L’intervalle de temps : Contrairement aux allergies, les symptômes de sensibilité peuvent être retardés. Une réaction peut n’apparaître que trois jours après avoir mangé un aliment spécifique, et l’inflammation qui en résulte peut persister pendant des semaines, ce qui rend extrêmement difficile pour les patients d’identifier le déclencheur exact.

Déclencheurs alimentaires courants

Bien que les déclencheurs individuels varient, plusieurs aliments « coupables » sont fréquemment associés aux poussées d’eczéma :
Laiterie (Lait et produits laitiers)
Œufs
Cacahuètes et noix
Produits à base de soja
Blé
Poissons et Crustacés

Les risques des régimes d’élimination « DIY »
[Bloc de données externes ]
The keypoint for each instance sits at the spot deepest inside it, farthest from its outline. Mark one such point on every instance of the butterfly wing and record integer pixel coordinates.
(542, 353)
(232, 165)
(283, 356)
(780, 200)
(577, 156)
Lorsque les poussées cutanées deviennent insupportables, de nombreuses personnes se tournent instinctivement vers des régimes d’élimination, c’est-à-dire en supprimant les aliments suspects pendant plusieurs semaines avant de les réintroduire lentement. Cependant, les experts médicaux appellent à une extrême prudence.

Tenter un régime d’élimination stricte sans surveillance médicale professionnelle comporte deux risques principaux :
1. Risque accru d’allergie : Le Dr Schweta Arakali prévient qu’un évitement prolongé ou strict peut en fait amener le corps à réagir plus sévèrement à cet aliment à l’avenir, transformant potentiellement une légère sensibilité en une véritable allergie dangereuse.
2. Erreur de diagnostic : Les poussées d’eczéma sont souvent déclenchées par des facteurs non alimentaires, tels que le stress, les infections, les acariens, les squames d’animaux ou les allergènes de contact. L’élimination de la nourriture ne résoudra peut-être pas le problème si la cause profonde est environnementale.

“Même si vous êtes allergique ou sensible à certains aliments, les supprimer de votre alimentation ne constitue qu’une partie du traitement de votre MA”, note la dermatologue Marisa Garshick.

Résumé et étapes suivantes

La gestion de l’eczéma nécessite une approche holistique. Si l’alimentation joue un rôle pour beaucoup, elle est rarement la seule cause de la dermatite atopique.

Si vous pensez que la nourriture déclenche votre peau, consultez un allergologue ou un dermatologue avant de modifier radicalement votre régime alimentaire. Ils peuvent fournir des tests d’allergie professionnels et vous aider à mettre en œuvre un plan structuré qui répond à la fois à votre barrière cutanée et à vos besoins alimentaires sans augmenter votre risque de réactions allergiques graves.